It is also important to check how well the models fit the data. We can use for this purpose posterior predictive checks that use specified number of sampled posterior values of models’ parameters and show how well the fitted models predict observed data. We can see in Graphs 3 and 4 that both models fit the observed data reasonably well.
Graph 3: Posterior predictive checks comparing simulated/replicated data under the fitted modelWorkLifeBalance with the observed data.
Graph 4: Posterior predictive checks comparing simulated/replicated data under the fitted modelWellBeing with the observed data.
Now, after having sufficient confidence that - using terminology from the Richard McElreath’s book Statistical Rethinking - our “small worlds” can pretty accurately mimic the data coming from our real,“big world”, we can use our models’ parameters to learn something about our research questions. Our primary interest is in the coefficient value of the pandemicBeforethepandemicoutbreak
and elapsedTimeAfterPandemic
terms in our models. It expresses how much and in what direction people’s search interest in work-life balance and well-being changed immediately after the outbreak of pandemic, and how slope of the trend changed after the pandemic, respectively.

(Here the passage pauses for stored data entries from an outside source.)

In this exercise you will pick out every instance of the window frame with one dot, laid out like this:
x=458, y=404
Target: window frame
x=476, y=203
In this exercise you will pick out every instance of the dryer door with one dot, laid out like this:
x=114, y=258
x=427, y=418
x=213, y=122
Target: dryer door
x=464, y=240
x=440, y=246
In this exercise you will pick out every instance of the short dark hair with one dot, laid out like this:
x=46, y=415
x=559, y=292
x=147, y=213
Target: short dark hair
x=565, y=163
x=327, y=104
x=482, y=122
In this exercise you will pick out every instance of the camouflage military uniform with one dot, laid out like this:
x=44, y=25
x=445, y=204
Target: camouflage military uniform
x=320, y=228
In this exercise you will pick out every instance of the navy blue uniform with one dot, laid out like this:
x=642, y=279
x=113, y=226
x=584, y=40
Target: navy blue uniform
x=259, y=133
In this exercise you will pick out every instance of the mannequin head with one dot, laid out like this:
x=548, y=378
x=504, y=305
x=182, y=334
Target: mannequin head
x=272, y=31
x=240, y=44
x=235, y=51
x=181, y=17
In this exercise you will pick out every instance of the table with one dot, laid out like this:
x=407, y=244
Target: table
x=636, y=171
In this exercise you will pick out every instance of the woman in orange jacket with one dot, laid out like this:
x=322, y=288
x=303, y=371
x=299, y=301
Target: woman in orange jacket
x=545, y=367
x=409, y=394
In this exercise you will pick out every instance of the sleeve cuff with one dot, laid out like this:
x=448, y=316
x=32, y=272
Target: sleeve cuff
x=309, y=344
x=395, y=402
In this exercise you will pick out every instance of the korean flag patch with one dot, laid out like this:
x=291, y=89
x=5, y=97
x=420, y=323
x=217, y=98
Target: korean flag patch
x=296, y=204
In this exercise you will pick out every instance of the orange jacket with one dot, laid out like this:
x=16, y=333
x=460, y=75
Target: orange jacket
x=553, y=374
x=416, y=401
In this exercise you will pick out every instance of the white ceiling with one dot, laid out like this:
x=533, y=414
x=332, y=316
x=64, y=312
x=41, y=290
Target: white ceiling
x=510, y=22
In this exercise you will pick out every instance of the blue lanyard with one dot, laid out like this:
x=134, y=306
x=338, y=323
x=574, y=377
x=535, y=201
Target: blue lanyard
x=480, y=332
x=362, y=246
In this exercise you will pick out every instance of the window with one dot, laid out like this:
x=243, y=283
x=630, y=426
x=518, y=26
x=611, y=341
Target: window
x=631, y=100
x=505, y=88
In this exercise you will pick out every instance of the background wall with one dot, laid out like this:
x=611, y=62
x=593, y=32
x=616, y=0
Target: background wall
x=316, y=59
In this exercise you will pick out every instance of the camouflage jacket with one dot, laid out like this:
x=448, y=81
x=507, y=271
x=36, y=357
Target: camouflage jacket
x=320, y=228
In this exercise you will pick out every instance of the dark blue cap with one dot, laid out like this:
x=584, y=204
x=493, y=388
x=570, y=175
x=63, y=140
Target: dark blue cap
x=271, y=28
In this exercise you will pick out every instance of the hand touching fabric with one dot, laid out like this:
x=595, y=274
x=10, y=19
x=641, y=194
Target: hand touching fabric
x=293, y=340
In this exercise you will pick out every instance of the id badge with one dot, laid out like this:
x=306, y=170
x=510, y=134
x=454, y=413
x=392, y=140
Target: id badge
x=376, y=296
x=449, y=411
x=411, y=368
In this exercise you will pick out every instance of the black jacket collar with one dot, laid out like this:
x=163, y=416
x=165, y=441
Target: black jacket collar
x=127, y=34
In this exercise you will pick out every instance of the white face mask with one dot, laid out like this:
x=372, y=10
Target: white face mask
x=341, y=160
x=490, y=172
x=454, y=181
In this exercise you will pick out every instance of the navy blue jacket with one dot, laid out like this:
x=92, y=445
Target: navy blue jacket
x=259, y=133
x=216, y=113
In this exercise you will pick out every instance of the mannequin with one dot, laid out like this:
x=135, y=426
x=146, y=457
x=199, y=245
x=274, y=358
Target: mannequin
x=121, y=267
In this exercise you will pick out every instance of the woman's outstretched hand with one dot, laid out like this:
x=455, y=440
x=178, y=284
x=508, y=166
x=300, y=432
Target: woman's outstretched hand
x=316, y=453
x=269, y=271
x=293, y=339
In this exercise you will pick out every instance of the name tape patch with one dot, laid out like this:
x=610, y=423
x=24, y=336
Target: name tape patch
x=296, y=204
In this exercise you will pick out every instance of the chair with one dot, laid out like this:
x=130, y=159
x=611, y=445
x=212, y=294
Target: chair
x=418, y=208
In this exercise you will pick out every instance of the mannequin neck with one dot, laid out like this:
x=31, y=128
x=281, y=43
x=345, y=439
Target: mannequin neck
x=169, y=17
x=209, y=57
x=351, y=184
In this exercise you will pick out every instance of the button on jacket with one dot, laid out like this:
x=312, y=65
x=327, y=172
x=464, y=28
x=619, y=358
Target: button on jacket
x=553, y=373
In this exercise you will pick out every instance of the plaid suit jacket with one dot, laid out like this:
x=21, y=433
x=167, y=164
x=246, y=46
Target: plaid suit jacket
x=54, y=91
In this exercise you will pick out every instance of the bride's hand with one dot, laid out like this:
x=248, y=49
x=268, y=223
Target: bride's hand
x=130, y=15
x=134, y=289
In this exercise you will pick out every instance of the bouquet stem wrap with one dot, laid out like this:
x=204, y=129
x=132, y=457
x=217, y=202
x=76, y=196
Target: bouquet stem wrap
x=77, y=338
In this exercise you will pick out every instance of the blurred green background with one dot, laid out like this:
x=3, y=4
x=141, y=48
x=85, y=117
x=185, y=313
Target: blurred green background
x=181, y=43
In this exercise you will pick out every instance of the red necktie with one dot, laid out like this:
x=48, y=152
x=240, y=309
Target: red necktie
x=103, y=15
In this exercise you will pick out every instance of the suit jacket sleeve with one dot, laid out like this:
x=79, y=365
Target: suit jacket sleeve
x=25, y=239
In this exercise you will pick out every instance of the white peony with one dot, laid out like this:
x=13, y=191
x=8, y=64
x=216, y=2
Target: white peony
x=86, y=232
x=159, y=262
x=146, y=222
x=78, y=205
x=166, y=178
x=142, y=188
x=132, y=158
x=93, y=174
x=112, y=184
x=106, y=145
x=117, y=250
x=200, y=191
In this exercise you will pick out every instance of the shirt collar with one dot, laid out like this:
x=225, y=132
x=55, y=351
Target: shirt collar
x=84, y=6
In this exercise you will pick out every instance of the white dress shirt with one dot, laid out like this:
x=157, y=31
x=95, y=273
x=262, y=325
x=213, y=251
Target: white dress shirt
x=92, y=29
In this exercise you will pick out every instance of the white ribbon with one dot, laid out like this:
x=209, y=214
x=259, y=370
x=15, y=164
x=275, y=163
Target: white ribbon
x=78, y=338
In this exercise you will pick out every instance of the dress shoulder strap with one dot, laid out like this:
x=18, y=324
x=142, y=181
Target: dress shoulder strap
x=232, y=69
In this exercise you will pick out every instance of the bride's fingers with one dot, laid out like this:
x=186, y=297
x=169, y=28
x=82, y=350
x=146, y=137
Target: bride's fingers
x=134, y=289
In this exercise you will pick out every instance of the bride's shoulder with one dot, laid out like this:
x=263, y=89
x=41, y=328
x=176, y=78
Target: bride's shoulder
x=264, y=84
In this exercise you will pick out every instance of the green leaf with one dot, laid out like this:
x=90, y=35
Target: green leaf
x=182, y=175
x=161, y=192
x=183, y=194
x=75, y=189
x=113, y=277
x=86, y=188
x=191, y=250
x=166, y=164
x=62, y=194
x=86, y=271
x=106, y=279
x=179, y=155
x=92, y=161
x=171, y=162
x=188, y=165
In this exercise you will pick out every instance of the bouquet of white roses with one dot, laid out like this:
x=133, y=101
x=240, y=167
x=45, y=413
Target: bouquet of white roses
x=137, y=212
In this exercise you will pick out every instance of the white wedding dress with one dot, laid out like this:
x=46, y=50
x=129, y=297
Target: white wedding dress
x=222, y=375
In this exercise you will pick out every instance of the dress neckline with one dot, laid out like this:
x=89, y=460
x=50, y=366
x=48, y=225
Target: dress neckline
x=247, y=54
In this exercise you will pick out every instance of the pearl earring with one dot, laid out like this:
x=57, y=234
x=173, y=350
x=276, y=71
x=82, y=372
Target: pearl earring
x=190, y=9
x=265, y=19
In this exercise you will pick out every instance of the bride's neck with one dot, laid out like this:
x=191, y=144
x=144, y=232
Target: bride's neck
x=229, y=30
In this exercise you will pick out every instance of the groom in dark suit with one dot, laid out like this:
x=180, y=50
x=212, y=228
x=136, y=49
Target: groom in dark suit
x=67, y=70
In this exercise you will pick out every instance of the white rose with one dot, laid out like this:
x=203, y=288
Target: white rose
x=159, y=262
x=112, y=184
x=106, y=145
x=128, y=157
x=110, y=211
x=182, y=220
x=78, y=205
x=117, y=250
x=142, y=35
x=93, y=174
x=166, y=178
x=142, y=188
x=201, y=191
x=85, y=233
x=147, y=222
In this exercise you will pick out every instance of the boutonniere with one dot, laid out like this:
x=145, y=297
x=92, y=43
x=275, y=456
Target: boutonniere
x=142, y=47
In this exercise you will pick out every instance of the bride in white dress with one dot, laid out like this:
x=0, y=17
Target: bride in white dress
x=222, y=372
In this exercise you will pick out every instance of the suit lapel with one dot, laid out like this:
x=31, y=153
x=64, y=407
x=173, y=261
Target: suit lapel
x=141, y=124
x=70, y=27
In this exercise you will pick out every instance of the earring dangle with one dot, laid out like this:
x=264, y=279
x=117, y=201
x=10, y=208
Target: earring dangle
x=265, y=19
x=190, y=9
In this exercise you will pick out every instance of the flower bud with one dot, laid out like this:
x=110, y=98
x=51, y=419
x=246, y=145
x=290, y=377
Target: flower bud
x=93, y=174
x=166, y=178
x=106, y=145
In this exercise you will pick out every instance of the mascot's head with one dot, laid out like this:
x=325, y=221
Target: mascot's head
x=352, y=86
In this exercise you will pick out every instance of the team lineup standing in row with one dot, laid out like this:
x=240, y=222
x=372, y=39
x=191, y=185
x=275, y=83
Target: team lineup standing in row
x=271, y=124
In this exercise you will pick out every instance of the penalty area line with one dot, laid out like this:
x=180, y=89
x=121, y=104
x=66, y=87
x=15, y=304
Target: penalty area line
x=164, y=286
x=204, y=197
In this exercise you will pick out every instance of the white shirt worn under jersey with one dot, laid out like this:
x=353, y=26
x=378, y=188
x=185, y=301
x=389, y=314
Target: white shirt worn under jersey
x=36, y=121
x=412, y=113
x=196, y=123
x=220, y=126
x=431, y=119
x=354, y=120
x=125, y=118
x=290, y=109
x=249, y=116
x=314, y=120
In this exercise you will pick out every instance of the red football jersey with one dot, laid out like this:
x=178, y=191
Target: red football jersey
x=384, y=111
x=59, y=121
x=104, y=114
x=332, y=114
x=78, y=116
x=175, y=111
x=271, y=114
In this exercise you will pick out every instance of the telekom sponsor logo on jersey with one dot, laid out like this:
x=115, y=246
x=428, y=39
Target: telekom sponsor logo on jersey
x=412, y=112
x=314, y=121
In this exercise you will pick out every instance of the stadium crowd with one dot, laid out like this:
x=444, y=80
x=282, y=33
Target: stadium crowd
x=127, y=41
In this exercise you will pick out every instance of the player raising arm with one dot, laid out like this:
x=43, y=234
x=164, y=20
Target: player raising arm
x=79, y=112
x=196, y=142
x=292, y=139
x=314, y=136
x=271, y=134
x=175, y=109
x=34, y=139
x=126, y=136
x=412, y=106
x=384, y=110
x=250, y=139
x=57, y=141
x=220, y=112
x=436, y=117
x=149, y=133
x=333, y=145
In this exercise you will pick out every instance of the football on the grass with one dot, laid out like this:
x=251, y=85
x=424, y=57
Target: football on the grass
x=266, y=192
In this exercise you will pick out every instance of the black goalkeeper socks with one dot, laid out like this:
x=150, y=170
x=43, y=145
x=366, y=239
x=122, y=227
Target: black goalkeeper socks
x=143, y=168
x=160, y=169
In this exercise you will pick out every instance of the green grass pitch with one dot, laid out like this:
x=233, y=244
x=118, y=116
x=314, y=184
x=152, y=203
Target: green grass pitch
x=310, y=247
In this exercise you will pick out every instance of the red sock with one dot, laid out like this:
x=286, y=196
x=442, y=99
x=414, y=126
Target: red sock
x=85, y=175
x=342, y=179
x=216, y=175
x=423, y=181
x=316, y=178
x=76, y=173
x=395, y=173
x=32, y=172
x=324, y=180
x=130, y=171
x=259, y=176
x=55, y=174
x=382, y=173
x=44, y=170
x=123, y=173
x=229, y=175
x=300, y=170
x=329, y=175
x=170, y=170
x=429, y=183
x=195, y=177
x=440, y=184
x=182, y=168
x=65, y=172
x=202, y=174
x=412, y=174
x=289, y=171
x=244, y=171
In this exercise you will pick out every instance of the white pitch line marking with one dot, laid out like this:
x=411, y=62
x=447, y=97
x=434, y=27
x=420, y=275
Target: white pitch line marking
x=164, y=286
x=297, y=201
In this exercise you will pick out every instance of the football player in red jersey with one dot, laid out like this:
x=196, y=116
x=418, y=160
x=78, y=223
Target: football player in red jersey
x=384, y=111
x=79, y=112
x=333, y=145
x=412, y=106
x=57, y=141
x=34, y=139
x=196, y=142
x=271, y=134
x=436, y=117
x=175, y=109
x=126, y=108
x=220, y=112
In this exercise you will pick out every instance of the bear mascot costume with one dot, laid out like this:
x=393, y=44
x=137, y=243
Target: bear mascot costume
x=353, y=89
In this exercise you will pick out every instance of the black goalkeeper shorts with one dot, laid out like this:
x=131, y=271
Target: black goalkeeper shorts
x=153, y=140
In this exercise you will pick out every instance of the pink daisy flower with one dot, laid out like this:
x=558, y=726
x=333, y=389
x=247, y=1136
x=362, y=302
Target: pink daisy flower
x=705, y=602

In Graph 5 and 6 we can see posterior distribution of the pandemicBeforethepandemicoutbreak
parameter in our two models. In both cases the posterior distribution of the pandemic term is (predominantly or completely) on the left side of the zero value, which supports the claim about existence of the effect of pandemic on people’s increased search interest in work-life balance and well-being immediately after the outbreak of pandemic. As is apparent from the graphs, for well-being (Graph 6) this evidence is much stronger than for work-life balance (Graph 5), which corresponds to impression we might have when looking at the original Google Trends charts shown in Fig. 1 and 2.
# uploading library for
library(tidybayes)
# visualizing posterior distribution of the pandemicBeforethepandemicoutbreak parameter in the modelWorkLifeBalance
modelWorkLifeBalance %>%
tidybayes::gather_draws(
b_pandemicBeforethepandemicoutbreak
) %>%
dplyr::mutate(
.variable = factor(
.variable,
levels = c("b_pandemicBeforethepandemicoutbreak"),
ordered = TRUE
)
) %>%
dplyr::rename(value = .value) %>%
ggplot2::ggplot(
aes(x = value)
) +
ggplot2::geom_density(
fill = "lightblue"
) +
ggplot2::labs(
title = "Posterior distribution of the pandemicBeforethepandemicoutbreak parameter\nin the modelWorkLifeBalance"
)
Graph 5: Visualization of the posterior distribution of the pandemicBeforethepandemicoutbreak
parameter in the modelWorkLifeBalance.
# visualizing posterior distribution of the pandemicBeforethepandemicoutbreak parameter in the modelWellBeing
modelWellBeing %>%
tidybayes::gather_draws(
b_pandemicBeforethepandemicoutbreak
) %>%
dplyr::mutate(
.variable = factor(
.variable,
levels = c("b_pandemicBeforethepandemicoutbreak"),
ordered = TRUE
)
) %>%
dplyr::rename(value = .value) %>%
ggplot2::ggplot(
aes(x = value)
) +
ggplot2::geom_density(
fill = "lightblue"
) +
ggplot2::labs(
title = "Posterior distribution of the pandemicBeforethepandemicoutbreak parameter\nin the modelWellBeing"
)
Graph 6: Visualization of the posterior distribution of the pandemicBeforethepandemicoutbreak
parameter in the modelWellBeing.
To generate more summary statistics about posterior distributions (and also some diagnostic information like Rhat
or ESS
), we can use summary()
function.
# generating a summary of the results for modelWorkLifeBalance
summary(modelWorkLifeBalance)
Family: gaussian
Links: mu = identity; sigma = identity
Formula: workLifeBalance | trunc(lb = 0, ub = 100) ~ elapsedTime + pandemic + elapsedTimeAfterPandemic + month + ar(p = 1)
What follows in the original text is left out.